The comments here suggest otherwise. It certainly can't provide a security function.
>Assuming you're actually proposing that every possible library is listed in the ELF and loaded before the executable starts by the OS' loader,
I didn't propose that but certainly the ability to load and execute code from anywhere is a vulnerability waiting to happen. Not being able to accurately enumerate dependencies is also an issue. If the OS was solely responsible for locating and loading dependencies, you could analyze any executable in isolation and get a definitive list of dependencies.
>I would encourage you to try writing an AppArmor or seccomp profile that bans `dlopen` and see how many of your favorite applications still run.
Just because it is that way now doesn't mean it needs to be.

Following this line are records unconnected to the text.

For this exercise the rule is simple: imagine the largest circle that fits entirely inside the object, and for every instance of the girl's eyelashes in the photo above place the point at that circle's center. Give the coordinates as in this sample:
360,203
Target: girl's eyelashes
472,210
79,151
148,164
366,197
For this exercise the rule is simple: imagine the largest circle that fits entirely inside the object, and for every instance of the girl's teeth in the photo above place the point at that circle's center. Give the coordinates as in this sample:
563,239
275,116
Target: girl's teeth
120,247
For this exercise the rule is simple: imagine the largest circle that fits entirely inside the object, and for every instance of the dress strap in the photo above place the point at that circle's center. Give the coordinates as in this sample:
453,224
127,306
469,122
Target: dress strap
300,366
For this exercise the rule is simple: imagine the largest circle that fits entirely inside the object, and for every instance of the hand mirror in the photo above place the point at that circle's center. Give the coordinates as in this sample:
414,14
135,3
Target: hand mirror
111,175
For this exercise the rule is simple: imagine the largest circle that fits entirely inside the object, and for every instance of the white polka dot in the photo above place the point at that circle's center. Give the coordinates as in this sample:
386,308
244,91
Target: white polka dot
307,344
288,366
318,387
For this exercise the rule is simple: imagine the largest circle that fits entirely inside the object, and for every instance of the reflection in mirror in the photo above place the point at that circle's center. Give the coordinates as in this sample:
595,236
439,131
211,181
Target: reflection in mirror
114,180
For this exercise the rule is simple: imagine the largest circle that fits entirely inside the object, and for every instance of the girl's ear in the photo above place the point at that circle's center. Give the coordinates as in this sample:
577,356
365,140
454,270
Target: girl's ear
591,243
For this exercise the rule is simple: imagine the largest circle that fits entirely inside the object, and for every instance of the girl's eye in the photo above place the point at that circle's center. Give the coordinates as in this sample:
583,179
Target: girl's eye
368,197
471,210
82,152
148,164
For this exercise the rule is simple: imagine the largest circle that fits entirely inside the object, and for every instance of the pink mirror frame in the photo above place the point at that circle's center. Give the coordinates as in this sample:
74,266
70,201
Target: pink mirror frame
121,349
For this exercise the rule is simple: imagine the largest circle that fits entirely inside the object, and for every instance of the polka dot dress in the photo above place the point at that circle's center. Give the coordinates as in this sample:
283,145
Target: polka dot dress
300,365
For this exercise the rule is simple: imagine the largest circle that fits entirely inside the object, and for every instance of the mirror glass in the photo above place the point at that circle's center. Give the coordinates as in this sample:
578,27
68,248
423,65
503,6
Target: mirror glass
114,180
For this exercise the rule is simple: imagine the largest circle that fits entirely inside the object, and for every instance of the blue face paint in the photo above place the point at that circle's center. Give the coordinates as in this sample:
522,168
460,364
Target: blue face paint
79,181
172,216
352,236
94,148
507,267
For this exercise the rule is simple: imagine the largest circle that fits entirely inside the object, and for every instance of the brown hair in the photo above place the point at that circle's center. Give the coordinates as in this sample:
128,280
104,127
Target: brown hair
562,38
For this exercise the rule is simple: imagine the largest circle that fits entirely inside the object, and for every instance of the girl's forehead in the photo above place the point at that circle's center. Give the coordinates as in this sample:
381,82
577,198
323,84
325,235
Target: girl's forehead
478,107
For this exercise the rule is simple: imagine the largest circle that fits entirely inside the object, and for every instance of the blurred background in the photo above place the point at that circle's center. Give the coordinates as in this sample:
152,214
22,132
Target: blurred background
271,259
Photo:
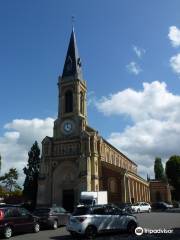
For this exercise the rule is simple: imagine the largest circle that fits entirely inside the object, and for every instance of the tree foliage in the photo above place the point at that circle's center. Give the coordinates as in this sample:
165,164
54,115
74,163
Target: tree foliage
9,180
173,174
158,169
32,172
0,162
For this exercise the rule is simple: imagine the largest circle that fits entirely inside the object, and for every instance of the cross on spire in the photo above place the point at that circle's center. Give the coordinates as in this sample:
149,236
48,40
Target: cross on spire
72,65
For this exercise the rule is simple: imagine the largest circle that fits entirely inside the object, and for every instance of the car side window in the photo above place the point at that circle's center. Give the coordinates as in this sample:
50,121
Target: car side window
8,213
55,210
15,212
98,211
113,211
23,212
61,210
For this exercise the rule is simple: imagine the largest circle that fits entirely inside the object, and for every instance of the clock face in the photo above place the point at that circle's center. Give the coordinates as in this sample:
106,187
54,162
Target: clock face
67,126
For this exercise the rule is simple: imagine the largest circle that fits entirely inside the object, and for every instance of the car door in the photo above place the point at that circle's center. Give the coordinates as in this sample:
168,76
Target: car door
26,220
63,216
118,219
101,219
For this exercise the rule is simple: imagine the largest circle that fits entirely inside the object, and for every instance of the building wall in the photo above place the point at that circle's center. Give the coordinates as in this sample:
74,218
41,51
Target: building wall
160,191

>Also, have I really misspoken? I was under the impression that many corporations with interests in proprietary software (including Microsoft) are regular contributors to the Linux kernel and ecosystem, but if I'm wrong I'd love to know the details.
They do make contributions. But large corporations aren't "anyone" and their contributions are not unquestionable. They do have their own interests which are in conflict with the broader open-source ecosystem.

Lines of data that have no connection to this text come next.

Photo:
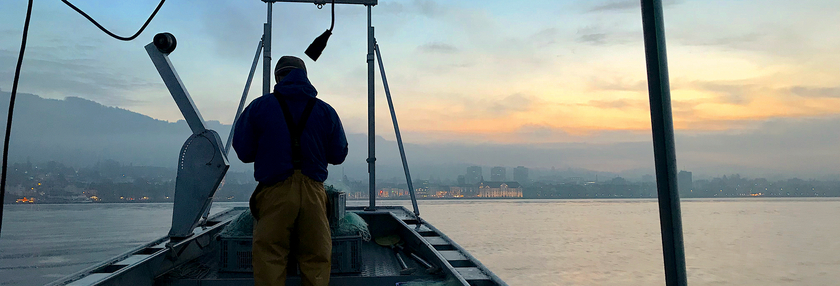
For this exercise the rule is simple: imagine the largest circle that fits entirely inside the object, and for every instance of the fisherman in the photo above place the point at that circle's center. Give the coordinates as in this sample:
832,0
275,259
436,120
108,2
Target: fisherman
290,136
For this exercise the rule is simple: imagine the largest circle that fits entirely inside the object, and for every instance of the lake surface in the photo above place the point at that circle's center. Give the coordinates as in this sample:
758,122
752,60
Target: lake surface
525,242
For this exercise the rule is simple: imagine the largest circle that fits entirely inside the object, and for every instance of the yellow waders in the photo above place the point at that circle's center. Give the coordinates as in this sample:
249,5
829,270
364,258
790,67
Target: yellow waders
291,213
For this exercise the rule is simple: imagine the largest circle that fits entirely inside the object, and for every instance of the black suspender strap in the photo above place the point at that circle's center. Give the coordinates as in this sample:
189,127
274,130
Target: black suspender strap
295,130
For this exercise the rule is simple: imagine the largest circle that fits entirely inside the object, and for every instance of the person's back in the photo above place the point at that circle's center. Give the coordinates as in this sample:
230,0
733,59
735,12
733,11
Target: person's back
290,136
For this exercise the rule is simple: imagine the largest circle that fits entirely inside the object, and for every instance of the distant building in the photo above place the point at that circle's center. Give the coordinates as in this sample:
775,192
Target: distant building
498,174
684,182
499,190
520,174
473,175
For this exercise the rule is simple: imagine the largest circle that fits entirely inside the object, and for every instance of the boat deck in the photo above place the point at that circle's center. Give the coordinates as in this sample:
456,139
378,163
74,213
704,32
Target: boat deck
196,261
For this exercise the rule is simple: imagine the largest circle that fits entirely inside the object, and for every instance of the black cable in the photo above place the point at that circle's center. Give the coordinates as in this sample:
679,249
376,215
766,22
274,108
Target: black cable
11,111
109,32
332,23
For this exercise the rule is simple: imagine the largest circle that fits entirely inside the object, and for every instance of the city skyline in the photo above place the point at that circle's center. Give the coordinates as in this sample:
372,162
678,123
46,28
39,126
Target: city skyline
756,96
498,75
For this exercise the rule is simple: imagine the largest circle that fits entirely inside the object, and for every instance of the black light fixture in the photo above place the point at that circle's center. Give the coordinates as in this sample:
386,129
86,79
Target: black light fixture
320,43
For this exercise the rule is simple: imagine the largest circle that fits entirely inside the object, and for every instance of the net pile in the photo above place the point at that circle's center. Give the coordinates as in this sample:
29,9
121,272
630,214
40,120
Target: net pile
243,225
350,225
448,282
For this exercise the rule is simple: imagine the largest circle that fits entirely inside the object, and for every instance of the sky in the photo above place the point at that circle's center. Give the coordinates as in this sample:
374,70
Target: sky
475,72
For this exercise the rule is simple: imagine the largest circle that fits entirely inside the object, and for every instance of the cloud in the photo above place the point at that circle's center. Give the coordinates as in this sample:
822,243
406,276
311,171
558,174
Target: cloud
616,104
602,36
88,78
438,48
593,38
617,84
732,92
513,103
804,91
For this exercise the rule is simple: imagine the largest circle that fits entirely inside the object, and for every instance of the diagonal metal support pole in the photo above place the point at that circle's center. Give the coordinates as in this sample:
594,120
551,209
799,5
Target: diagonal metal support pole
396,129
371,160
662,125
244,96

yes, the particular decisions could be fine or terrible; but having microsoft employees make them is a terrible idea
i mean microsoft is still the same company that makes your linux installations unbootable regularly when you install or upgrade windows, and which doesn't allow you to install linux on arm hardware designed for linux
I was under the impression that many large corporate actors with interests in proprietary hardware and software make regular contributions to the Linux kernel and ecosystem.
Also, why does the person making the change matter? If they're not a vexatious time waster, then who cares who they are as long as the changes are coherent?

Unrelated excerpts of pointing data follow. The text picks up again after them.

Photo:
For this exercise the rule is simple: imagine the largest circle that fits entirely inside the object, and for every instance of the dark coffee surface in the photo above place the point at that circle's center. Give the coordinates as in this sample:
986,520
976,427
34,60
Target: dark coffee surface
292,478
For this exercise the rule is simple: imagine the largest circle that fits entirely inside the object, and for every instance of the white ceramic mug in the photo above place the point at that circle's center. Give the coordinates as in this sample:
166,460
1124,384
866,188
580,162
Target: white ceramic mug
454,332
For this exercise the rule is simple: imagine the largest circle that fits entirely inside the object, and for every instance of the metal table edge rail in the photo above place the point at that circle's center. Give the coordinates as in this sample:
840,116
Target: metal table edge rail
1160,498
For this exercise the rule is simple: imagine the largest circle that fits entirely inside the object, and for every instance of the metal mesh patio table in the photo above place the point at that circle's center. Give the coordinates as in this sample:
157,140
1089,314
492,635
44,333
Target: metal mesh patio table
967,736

Finally, I'll note that the GitHub issue linked is against systemd/systemd. It's not a binding change to the entire ELF format, it's a request for maintainers of distros to comment on whether or not adding this optional field might be helpful to them. They can just say "no", and who published the RFC remains irrelevant.
Is there evidence that any Microsoft execs are pressuring Poettering? Wouldn't other people that work on systemd and linux object to poor architectural decisions? This is a key feature of open source development, it's just not so easily subverted.
I mean, Microsoft pays him a regular paycheck. I think you're moving the goalpost quite a bit to ask that the community accept anyone's contributions until solid proof of malicious intent is shown.
Are you prepared to accept my contribution? I sign my name "JiaT57notThatJiaTan"
I'm not moving any goalposts, you're saying someone with decades of open source kernel development and a solid reputation is no longer trustworthy because of who now signs that paycheque. That's just nonsense, and has nothing to do with the scenario you posed.
[ ] When disagreeing, please reply to the argument instead of calling names. For example, arguing with "nonsense" and "has nothing to do with the scenario" detract from HN
[ ] Comments should get more thoughtful and substantive, not less, as a topic gets more divisive. Avoid saying "I'm not ___" in a reflexive way
[ ] Please don't use Hacker News for political or ideological battle. That tramples curiosity such as for Lenart Poettering's "a solid reputation"
[ ] Please don't complain that a submission is inappropriate.
Most distributions care more about whether people deliver software that solves real problems, than worries about some contributor's employer's behaviour from the last century.
Not just the core of Linux user land, but also the pre-linux boot process with systemd-boot. Don't forget that MS has enormous influence over UEFI too.
MS is gaining a lot of technical influence in the open source world. As soon as the regulatory environment shifts, they're going to take advantage of that.
For someone who works at MS, I'm surprised he didn't try to add delay-load imports to ELF instead, which is the PE equivalent that's existed in Windows since Win32.